Jeśli na kimś architektura nowej siedziby Filharmonii nie robi wrażenia, powinien w trybie natychmiastowym wejść do jej wnętrza i spróbować tym samym obojętnym tonem powiedzieć, że w dalszym ciągu nie ma się nad czym zachwycać. I powinien dodatkowo usiąść w sali symfonicznej, posłuchać tam IX Symfonii Beethovena, a potem zostać przy swoim zdaniu. Niech ktoś próbuje, ale nie wróżę sukcesu.
Uczestnictwo w tym wydarzeniu musiało być dla wszystkich, którzy tego dnia mieli okazję w nim uczestniczyć, dość sporym przeżyciem. Żeby nie powiedzieć wprost – zaszczytem. I choć miejsc w głównej sali koncertowej jest kilkaset, to z pewnością nawet, gdyby było ich czterokrotnie więcej, bilety na ten dzień spokojnie zostałyby wyprzedane. Bo możliwość usłyszenia pierwszego koncertu, jaki odbył się we wnętrzach takiego budynku, to coś naprawdę nieprzeciętnego. Data koncertu inauguracyjnego już przeszła do historii, ale śmiem przypuszczać, że następne kilkadziesiąt lat nie umniejszy jej znaczenia. Koncert taki jak ten musi pozostać w pamięci – najpierw tych, którzy w nim uczestniczyli, a później w historii samego Szczecina. I nie ma co do tego wątpliwości, że tak właśnie będzie.

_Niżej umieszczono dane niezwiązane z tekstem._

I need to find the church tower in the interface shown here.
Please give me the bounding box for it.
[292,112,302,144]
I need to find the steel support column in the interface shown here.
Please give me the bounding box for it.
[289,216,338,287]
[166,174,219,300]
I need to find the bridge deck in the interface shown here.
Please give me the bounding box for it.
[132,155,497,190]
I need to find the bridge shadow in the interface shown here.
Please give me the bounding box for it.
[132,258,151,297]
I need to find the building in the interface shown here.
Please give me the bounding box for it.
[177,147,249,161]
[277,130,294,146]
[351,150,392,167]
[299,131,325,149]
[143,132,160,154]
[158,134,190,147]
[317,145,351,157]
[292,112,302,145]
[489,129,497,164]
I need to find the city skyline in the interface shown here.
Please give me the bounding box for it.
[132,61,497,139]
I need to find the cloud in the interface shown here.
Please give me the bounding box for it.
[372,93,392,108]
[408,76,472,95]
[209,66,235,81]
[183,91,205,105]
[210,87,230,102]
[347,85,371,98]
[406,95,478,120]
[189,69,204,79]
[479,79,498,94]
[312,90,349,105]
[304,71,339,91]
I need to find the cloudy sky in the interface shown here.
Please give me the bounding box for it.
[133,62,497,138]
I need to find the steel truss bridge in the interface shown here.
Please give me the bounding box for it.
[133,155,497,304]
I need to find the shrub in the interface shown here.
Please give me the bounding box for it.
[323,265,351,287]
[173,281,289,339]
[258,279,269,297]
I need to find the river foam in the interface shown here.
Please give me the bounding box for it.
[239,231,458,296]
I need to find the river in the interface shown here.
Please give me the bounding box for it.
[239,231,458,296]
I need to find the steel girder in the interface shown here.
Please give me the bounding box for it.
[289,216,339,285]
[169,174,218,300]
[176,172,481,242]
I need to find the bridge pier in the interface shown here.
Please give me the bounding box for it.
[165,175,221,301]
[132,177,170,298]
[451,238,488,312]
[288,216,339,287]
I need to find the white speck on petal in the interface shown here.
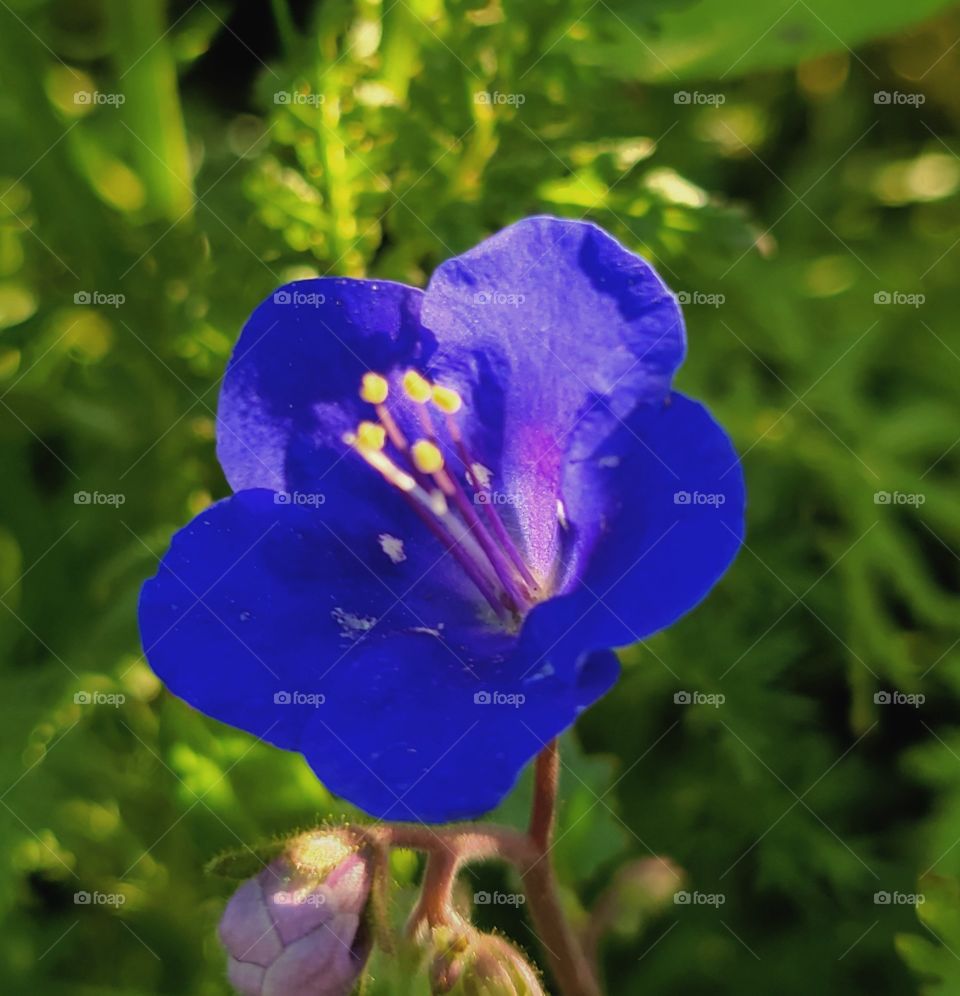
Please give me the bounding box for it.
[377,533,407,564]
[527,662,556,681]
[410,623,443,639]
[470,463,493,488]
[330,606,377,640]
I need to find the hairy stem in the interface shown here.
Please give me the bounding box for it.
[356,740,600,996]
[520,740,600,996]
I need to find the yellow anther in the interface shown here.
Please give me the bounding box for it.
[357,422,387,450]
[360,372,390,405]
[433,385,463,415]
[403,370,433,405]
[410,439,443,474]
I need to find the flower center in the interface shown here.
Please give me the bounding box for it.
[343,370,545,623]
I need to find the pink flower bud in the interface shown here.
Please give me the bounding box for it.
[429,927,544,996]
[220,833,371,996]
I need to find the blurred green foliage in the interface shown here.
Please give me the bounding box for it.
[0,0,960,996]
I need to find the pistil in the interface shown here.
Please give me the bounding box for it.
[344,370,539,621]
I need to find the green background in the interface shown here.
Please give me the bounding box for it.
[0,0,960,994]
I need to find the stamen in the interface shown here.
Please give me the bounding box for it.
[446,415,540,592]
[357,422,387,450]
[403,370,433,405]
[360,371,390,405]
[343,432,418,492]
[410,439,443,474]
[343,369,539,622]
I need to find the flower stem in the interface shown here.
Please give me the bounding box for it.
[529,740,560,853]
[520,740,600,996]
[356,740,600,996]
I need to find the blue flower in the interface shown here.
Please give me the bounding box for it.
[140,217,744,822]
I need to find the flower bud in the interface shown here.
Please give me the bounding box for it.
[220,832,371,996]
[430,927,544,996]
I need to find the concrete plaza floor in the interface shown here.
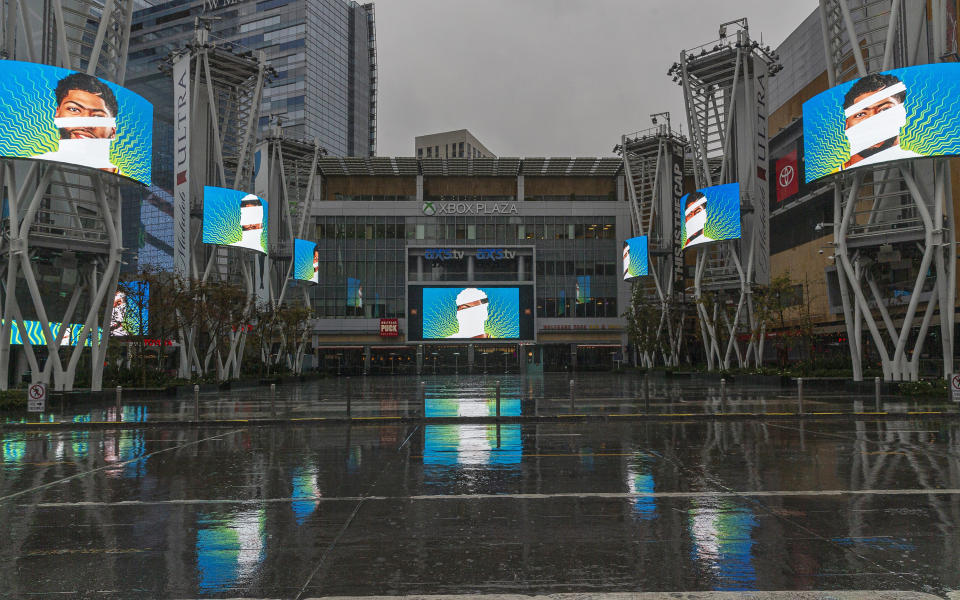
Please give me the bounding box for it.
[0,376,960,600]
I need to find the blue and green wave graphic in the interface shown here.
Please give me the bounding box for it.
[0,60,153,185]
[293,239,317,283]
[423,287,520,340]
[803,63,960,183]
[203,185,270,254]
[621,235,650,279]
[680,183,742,249]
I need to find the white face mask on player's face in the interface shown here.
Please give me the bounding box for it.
[846,104,907,155]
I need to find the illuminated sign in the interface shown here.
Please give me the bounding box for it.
[477,248,517,260]
[423,248,463,260]
[803,63,960,183]
[680,183,741,250]
[293,239,320,283]
[0,60,153,185]
[203,185,269,254]
[380,319,400,337]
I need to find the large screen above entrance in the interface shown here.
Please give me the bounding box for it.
[408,285,533,341]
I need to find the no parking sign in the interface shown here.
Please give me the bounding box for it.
[27,383,47,412]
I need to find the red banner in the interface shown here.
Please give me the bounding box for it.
[380,319,400,337]
[777,150,800,202]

Jeśli cokolwiek mogło sprawić, że w szczecińskiej Orkiestrze Symfonicznej Filharmonii obudzi się nowe brzmienie, nowa jakość i większy zapał, to z pewnością były to takie czynniki, jak: nowa (choć to słowo zupełnie nie wyczerpuje w tym kontekście swojego znaczenia) siedziba, obecność światowej sławy dyrygenta - Jacka Kasprzyka i… obecność chóru State Choir Latvija. Ten ostatni wystąpił w ostatniej z trzech części koncertu, wieńcząc go bardzo mocnym akcentem. „Oda do radości” z IX Symfonii Beethovena w ich wykonaniu zrobiła na słuchaczach wrażenie chyba największe. Wolumen chóru, jego spójność, zgrabne posługiwanie się dynamiką i doskonałe brzmienie w rezultacie dało efekt więcej niż imponujący. Ciarki i unoszące się z zaskoczenia brwi zdradzały tylko powierzchowną reakcję na wejście wspomnianego chóru. We wnętrzu, a precyzując – w głowie i w żołądku, działo się znacznie więcej. I było to absolutnie przyjemne.
Wydarzenie przemyślano w każdym szczególe. Tym, którzy mimo wszystko chcieliby z zawiedziona miną powiedzieć „Szkoda tylko, że trwało tak krótko…” Filharmonia zabrała tę możliwość. O koncercie bowiem powiedzieć można wiele, ale z pewnością nie to, że szybko się skończył. Nowa siedziba gościła w swych progach zgromadzonych gości przez ponad cztery godziny, więc nawet Ci, którzy sycą się widokiem i dźwiękiem powoli, mieli tego czasu aż nazbyt. Mogli nasycić po kolei każdy zmysł bez niepotrzebnego pośpiechu – wzrok widokiem wnętrza, słuch brzmieniem koncertu i smak podawanymi w przerwach lampkami wina, czy finezyjnie wyglądającymi słodkimi przekąskami.
Inauguracja, jak na inaugurację przystało, była uroczysta, długa i emocjonująca, co podkreślała każda z osób, która tego dnia zabrała głos podczas koncertu – od dyrektorki, Doroty Serwy, przez prezydenta miasta Szczecina, Piotra Krzystka, aż po prezydenta Rzeczypospolitej Polskiej - Bronisława Komorowskiego. Wszyscy oni zgodnie podkreślali, że to naprawdę wyjątkowy moment, i wszystkim cisnęły się na usta podobne słowa, wśród których największą popularnością cieszyły się takie jak: „nareszcie”, „imponujące”, oraz „gratuluję”. I trudno się dziwić. Ja sama, gdyby w tej samej chwili dopuścić mnie do głosu, użyłabym podobnych. Powiedziałabym, że rozpiera mnie duma, radość i ekscytacja. I, że gratuluję wszystkim tym, których wspólne decyzje i trwające trzy lata wysiłki złożyły się w rezultacie na, po pierwsze: taki budynek, po drugie: taką oprawę artystyczną, po trzecie wreszcie: na takie wrażenia. Bo tych ostatnich dostarcza już samo przekroczenie progu Filharmonii, nie wspominając (choć za późno, bo i tak wspomniałam) już o samym koncercie.